Competition-winner: this portrait of her grandfather, by Nina Robinson, is now part of an exhibition by the National Portrait Gallery
A Crystal Palace-based photographer, Nina Robinson, is to have one of her pictures included in a National Portrait Gallery exhibition after her photo of her grandfather in lockdown was named yesterday among the top 100 images in a competition.
“Hold Still: A Portrait of our Nation” is a digital exhibit which attracted 31,000 entries, and where the judges included Kate Middleton, the Duchess of Cambridge.
“I’m absolutely thrilled,” Robinson told Inside Croydon after the news of the 100 hand-picked portraits was announced.
“Hold Still” invited people from across the country to submit a photographic portrait which they had taken during lockdown. The selection panel included the Gallery’s director, Nicholas Cullinan, author and broadcaster Lemn Sissay, Chief Nursing Officer for England Ruth May and award-winning photographer Maryam Wahid, as well as the Duchess.
The judges said, “The final 100 portraits create a snapshot of the UK over the past few months and reflect resilience and bravery, humour and sadness, creativity and kindness, and human tragedy and hope. A selection of these photographs will also be shown in cities across the UK later in the year.”

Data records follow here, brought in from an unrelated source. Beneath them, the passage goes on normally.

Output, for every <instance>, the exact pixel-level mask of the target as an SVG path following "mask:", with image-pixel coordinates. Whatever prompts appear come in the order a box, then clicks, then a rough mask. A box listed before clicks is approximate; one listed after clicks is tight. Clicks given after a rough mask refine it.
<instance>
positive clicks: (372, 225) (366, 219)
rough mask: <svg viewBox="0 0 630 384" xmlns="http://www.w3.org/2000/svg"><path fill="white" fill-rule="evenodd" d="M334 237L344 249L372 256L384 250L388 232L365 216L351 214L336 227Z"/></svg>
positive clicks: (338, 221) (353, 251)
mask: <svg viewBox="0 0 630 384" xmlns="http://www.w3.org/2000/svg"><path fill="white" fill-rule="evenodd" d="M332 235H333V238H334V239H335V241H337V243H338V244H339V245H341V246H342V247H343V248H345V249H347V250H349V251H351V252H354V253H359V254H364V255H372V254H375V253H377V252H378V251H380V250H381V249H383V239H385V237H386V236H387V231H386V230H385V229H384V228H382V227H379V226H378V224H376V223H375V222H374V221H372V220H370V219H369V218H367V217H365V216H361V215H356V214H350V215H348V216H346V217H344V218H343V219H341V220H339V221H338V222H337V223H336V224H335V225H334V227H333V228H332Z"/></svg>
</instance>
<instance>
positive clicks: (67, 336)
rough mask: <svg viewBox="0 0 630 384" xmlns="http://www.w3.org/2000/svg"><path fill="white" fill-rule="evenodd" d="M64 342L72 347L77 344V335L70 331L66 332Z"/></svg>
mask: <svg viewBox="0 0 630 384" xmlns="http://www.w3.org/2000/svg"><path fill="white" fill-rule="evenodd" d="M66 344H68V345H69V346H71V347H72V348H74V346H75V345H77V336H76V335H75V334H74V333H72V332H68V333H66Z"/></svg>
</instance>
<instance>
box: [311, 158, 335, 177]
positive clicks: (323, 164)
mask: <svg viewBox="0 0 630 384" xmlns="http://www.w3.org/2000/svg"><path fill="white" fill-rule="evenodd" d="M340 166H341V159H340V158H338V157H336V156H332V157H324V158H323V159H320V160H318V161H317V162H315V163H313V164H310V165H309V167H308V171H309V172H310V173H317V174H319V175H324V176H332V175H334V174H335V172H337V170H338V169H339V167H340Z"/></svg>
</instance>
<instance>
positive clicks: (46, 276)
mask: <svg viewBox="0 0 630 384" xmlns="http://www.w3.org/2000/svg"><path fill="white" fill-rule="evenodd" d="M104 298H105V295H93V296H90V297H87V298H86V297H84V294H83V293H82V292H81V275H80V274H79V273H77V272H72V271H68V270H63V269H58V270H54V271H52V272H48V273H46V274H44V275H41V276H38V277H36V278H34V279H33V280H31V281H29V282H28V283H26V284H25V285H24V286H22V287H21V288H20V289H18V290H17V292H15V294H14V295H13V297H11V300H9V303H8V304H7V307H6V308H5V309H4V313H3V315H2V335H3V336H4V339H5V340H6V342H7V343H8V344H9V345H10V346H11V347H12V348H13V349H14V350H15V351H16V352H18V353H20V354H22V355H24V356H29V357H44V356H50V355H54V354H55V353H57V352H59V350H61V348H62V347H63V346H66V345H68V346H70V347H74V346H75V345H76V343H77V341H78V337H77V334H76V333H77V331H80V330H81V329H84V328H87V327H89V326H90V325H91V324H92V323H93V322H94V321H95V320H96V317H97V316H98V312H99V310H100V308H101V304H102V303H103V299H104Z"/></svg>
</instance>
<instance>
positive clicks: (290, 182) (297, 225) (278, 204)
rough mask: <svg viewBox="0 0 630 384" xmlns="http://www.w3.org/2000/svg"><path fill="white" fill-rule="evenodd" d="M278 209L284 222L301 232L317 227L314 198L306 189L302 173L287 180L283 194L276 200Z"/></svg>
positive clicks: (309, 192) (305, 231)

Robinson, 28, works as a freelance photographer specialising in portraits, as well as photographing live theatre and events. “I also have an maker business where I design cards featuring black and brown characters, as they are often underrepresented in the card industry.”
Her poignant exhibition image was taken on a visit to her 86-year-old grandfather, Michael Csaplar, when he came to his door wearing a mask because of social distancing rules.
“My grandad is a survivor of the Hungarian Uprising who took asylum in the UK in 1956. Even though he’s lived here for all these years, English is not his first language, and the information in the media about coronavirus does not always translate.
“It is up to us, his family, to turn the news into advice he can understand. It is us he turns to for information on keeping safe and we value this sense of responsibility to care for him.
“We are the ones to explain that we can’t hug him and that he has to wear a mask, and he can’t have his hair cut.
“In us, he trusts.”
Robinson adds, “At the time I took this photograph of my grandad, he was, along with everyone else, blissfully unaware that he had cancer. He got diagnosed a few weeks afterwards and now my relationship with this photograph has changed. It has become more treasured.
“I’m even more overjoyed that he’s made it into this amazing project.
“I have never felt more creative in my life than during lockdown. I used the extra free time for an overdue exploration of art and making, as before now I felt I had neither the time freedom nor mental freedom to do so.
“‘In Family We Trust’ is part of a covid-themed photo series I made to document a year that will no doubt go down in history.”
Robinson has also taken the past six months to launch her brand Nina Bombina, where she designs cards featuring black and brown characters, as they are often underrepresented in the greetings card industry. Her work is available to order via Moonpig, Thortful and Etsy, and are coming soon to Funky Pigeon.